Marcharse de la política debe ser muy difícil, a tenor de la resistencia de nuestros políticos abandonar sus respectivas poltronas.

Lo vemos día a día, en mil y un ejemplos de individuos que se aferran a sus sillones de cuero, a sus sueldos, a sus privilegios y a sus coches oficiales pese a desautorizaciones, reveses electorales e incluso imputaciones judiciales.

Recientemente hemos tenido dos ejemplos para desmentir mis palabras.

La señora Oltra, exvicepresidenta de nuestro Consell, se ha ido imputada, a regañadientes, riñendo a todo el mundo, hablando de infamia y de injusticia histórica en su caso: imputación judicial por un presunto encubrimiento desde su consejería de abusos a una menor por el que ya ha sido condenado su exmarido.

Se va diciendo que es víctima de una infamia, insisto, dos días después de un acto político de su partido que recordaba a los mejores días de la falange, con inquebrantables apoyos y cierre de filas y un bailecito que corrió por toda España produciendo sonrojo ajeno.

A la señora Oltra, desde luego, le concedemos la presunción de inocencia hasta que sea juzgada. Pero de lo que no cabe duda es de que aquella coherencia que esgrimía en la oposición la ha ido perdiendo por el camino, probablemente en el despacho de la vicepresidencia del Consell.

De poco vale dimitir cuando se hace como lo ha hecho esta señora, que queda irremediable e indefinidamente marcada

Pero hay otra forma de marcharse. Y en este caso la ha llevado a cabo un señor: Juan Marín era vicepresidente del gobierno autonómico andaluz y en las recientes elecciones ha perdido todos los escaños que Ciudadanos poseía en aquel parlamento. Ha asumido su responsabilidad con elegancia y altura de miras, se ha manifestado agradecido por haber podido servir durante estos años a su tierra y diciendo que los andaluces no se han equivocado pese a que le han negado todos los escaños que poseía en la anterior legislatura.

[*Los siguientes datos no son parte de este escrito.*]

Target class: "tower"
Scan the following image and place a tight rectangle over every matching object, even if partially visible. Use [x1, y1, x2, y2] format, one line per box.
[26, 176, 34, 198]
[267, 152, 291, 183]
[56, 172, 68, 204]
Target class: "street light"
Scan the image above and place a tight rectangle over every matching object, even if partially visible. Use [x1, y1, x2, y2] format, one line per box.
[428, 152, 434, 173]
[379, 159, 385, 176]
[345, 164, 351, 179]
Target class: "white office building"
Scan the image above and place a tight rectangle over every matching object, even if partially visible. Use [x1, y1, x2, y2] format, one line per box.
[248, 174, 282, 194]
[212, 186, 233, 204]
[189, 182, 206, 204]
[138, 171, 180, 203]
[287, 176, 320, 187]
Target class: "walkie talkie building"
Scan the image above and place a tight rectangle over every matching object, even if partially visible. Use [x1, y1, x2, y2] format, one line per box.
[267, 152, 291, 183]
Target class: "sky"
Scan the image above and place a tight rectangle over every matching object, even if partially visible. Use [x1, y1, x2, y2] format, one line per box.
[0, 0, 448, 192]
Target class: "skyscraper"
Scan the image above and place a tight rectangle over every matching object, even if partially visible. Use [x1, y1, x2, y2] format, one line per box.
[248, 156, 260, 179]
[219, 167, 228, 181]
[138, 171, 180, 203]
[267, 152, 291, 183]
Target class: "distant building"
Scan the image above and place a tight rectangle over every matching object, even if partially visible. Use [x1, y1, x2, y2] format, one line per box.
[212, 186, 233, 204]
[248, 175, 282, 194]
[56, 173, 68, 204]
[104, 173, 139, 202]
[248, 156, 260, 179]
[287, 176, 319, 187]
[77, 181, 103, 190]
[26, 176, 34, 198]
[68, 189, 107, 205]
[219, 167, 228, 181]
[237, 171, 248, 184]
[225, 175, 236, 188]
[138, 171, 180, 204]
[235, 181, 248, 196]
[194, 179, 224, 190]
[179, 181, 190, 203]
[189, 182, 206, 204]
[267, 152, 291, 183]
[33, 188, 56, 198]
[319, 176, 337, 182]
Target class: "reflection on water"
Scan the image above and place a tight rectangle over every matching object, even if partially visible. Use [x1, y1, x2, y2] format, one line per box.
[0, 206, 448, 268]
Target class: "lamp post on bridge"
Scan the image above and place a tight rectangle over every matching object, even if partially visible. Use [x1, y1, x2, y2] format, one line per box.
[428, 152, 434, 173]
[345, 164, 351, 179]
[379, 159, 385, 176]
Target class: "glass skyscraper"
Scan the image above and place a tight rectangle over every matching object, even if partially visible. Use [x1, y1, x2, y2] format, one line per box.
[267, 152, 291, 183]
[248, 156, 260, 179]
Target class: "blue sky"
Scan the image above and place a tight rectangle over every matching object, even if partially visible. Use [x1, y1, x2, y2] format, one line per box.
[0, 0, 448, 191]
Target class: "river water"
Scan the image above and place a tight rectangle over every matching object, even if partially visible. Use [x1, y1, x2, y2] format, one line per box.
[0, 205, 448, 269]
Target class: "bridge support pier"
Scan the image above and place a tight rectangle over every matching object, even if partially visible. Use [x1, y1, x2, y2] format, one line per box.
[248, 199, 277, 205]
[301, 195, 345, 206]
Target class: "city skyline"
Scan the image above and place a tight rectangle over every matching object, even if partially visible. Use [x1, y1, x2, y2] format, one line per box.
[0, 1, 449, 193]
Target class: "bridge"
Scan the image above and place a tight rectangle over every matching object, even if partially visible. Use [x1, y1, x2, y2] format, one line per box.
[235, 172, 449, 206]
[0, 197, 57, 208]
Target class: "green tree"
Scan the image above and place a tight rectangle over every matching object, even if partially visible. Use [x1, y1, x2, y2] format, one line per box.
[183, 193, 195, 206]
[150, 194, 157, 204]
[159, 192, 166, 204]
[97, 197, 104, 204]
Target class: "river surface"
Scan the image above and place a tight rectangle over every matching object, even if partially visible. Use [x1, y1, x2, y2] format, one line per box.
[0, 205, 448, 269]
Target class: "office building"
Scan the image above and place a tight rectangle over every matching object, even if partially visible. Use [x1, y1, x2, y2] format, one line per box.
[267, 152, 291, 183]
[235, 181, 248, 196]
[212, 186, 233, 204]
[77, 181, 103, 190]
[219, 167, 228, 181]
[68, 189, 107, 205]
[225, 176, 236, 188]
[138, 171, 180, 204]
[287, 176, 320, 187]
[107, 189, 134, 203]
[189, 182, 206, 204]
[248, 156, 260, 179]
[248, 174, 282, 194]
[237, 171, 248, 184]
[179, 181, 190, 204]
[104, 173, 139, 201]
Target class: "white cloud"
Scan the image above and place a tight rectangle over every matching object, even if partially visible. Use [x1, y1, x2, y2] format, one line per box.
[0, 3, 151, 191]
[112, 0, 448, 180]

Desde el Partido Popular se le ha insinuado su continuidad en un cargo de responsabilidad en el nuevo gobierno. Don Juan Marín se ha marchado, con la cabeza alta, sin reproches y con elegancia. Esto es una auténtica excepción dentro del mundo político y quizá por eso la gratitud que guardamos hacia nuestros políticos es tan escasa y su recuerdo tan poco profundo en aquellos que un día les votamos o les sufrimos.

Aunque hay una tercera especie: los que no dimiten ni con plutonio endovenoso.

Los que no admiten responsabilidades, los que asumen batacazos electorales, encuentran siempre las culpas en los adversarios, la justicia está contra ellos o como a la señora Díaz la única asunción de responsabilidades es reconocer que “siente tristeza”. El último ejemplo es la señora Borrás, a la que es casi imposible desalojar de la presidencia del Parlamento catalán. ¿Adivinan ustedes? En efecto: se trata de una persecución política, en este caso de los españoles.

Quizá si todos ellos se marcharan como ha hecho el señor Marín tendríamos a nuestros políticos en otra consideración, el respeto que generan en sus electores fuera más elevado y, tal vez, solo tal vez, les creeríamos cuando se les llena la boca de decir que si ellos estuvieran en la piel de tal o cual adversario se irían a su casa en cuanto un guardia urbano les insinuara que habían aparcado en zona azul.